Tradition, culture, history and customs are all man-made products and formulated by our ancestors. Our continuous replication, evolution and development from generation to generation make them brilliant, and online publicity makes them soar and mutate. It finally restricts ourselves and violates the basic human nature-people long for freedom and happiness. Spring Festival travel rush can be said to be the clearest mirror, from which everyone can see such a tired and negative face. Even a trace of joy.

Yes, we are old and feel the vicissitudes of the world. This year's Spring Festival is copied by next year's Spring Festival. Today's unhappiness may disappear tomorrow Memory filters out the shadows and sadness in everyone's heart, and the rest may be something that can be called beautiful, but once? There is no place for us there. Is illusory. I have to repeat it when I know it is false, and I have to write articles to coax pedestrians and children.

Spring Festival, one of the four traditional festivals in China, is the traditional Lunar New Year. The Spring Festival is usually called "the festival of the year". Its traditional names are New Year, New Year, God, New Year, and it is also called "Chinese New Year" and "Chinese New Year" verbally. People in China have celebrated the Spring Festival for at least 4000 years. In the folk, the Spring Festival in the old traditional sense refers to the sacrificial furnace from the 23rd or 23rd or 24th of the twelfth lunar month in La Worship to the 19th of the first month. In modern times, people set the Spring Festival on the first day of the first lunar month, but it generally doesn't end until the fifteenth day of the first lunar month (Shangyuan Festival).

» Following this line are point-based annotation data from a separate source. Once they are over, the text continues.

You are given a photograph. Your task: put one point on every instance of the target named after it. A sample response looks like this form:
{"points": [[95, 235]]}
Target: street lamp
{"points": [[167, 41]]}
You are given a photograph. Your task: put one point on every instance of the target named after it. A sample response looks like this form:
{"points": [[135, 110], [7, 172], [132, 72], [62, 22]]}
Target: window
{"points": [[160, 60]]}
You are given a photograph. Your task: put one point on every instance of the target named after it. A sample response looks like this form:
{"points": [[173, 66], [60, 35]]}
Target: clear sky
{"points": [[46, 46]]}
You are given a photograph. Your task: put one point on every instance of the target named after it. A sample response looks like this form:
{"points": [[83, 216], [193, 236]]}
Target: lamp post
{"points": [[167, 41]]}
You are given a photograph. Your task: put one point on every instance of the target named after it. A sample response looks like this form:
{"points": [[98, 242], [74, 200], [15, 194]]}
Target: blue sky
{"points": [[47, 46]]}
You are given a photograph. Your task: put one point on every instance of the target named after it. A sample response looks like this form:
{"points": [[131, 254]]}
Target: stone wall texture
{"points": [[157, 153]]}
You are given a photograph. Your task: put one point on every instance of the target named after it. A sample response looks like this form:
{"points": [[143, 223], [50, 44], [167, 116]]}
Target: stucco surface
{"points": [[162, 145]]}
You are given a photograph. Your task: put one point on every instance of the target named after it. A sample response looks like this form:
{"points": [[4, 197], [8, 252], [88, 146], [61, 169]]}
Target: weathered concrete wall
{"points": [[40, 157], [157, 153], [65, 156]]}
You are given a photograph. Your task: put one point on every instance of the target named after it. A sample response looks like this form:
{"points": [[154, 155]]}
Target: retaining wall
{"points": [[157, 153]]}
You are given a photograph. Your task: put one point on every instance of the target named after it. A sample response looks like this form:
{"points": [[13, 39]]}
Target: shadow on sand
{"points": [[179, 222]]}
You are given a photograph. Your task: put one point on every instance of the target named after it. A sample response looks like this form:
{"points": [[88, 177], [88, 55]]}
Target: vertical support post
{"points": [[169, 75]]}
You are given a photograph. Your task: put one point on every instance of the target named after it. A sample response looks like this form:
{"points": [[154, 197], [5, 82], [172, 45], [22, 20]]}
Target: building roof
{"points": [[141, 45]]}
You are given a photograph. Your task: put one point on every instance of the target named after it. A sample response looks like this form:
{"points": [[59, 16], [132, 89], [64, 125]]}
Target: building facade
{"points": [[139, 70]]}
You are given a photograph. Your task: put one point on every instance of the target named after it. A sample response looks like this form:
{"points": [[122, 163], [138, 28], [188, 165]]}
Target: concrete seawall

During the Spring Festival, the Han nationality and some ethnic minorities in China will hold various celebrations. These activities are mainly to worship the gods, ancestors, bid farewell to the old and welcome the new, and pray for a bumper harvest. Rich and colorful forms, with strong national characteristics. Influenced by China culture, some countries and nationalities belonging to the Chinese character cultural circle also have the custom of Spring Festival. The Spring Festival is a happy and peaceful festival, and it is also a day for family reunion. During the Spring Festival, people try to go home and reunite with their loved ones. On this festival, relatives and friends visit New Year to express their feelings for relatives and friends and their good wishes for the new year.

The Spring Festival is the most solemn traditional festival of the Chinese nation, and it is also an important carrier for China people to release their emotions and satisfy their psychological demands. It is also the annual carnival and eternal spiritual pillar of the Chinese nation. Spring Festival, Tomb-Sweeping Day, Dragon Boat Festival and Mid-Autumn Festival are also called the four traditional festivals in China. The folk custom of "Spring Festival" was approved by the State Council to be included in the first batch of national intangible cultural heritage list.